Our study had several limitations. First, the average pore diameter of our PVA phantom was 300 µm, and we could only apply the 80 μm PVA in purified water. Of note, even the 80 μm pore diameter was larger than those in previous simulation studies [24]. However, deaeration of the PVA sponge with viscous liquid was very difficult for 80 μm PVA; thus, only the purified-water phantom could be used 80 μm PVA. It may be desirable to use a phantom with a smaller pore diameter in the future. Second, there may have been an effect of vibration during scanning. Because the phantoms were on the table of MR scanner, the ADCs were thought to be affected by the vibrations to some extent. Third, when water molecules collided with the PVA foam within the diffusion time, the possibility of water molecules passing through the PVA foam could not be excluded. Fourth, the sponges used in this study were standardized to have a pore diameter of 300 microns. However, not all of the pores were 300 microns, but rather the average of a mixture of pores of various sizes. The mixture of large and small pores may have prevented us from obtaining the observed values as predicted by theory. And, therefore, the ADCs obtained in this study should be considered with some caution.

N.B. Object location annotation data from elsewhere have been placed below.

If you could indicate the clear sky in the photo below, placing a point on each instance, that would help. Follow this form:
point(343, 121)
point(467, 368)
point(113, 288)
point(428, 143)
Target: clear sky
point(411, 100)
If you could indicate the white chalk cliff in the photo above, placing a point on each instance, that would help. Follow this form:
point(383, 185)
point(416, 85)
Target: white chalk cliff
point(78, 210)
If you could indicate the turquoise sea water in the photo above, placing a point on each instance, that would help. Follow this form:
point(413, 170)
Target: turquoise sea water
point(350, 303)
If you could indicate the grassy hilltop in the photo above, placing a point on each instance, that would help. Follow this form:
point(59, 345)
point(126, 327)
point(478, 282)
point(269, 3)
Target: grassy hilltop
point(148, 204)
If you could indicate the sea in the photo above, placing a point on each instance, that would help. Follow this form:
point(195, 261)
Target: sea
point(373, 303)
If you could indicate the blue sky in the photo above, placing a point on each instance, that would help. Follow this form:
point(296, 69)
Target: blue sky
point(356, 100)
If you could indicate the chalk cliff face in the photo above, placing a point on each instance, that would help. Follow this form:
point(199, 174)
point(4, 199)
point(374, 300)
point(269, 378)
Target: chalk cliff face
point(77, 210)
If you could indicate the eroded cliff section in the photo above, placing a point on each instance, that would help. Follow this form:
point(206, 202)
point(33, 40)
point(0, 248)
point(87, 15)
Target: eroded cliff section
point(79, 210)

In conclusion, we have shown that changes in ADCs due to differences in diffusion time reflect tissue properties in measurements of phantoms. The mean ADCs of the phantoms decreased as the molecular size of the n-alkanes or the collagen density of the sucrose/collagen phantom increased. Compared to PVA-free phantoms, the mean ADCs of the phantoms with PVA-300 representing tissue with septum structure showed a decrease as diffusion time increased. These differences in ADCs due to changes in diffusion time can be used for tissue characterization in vivo.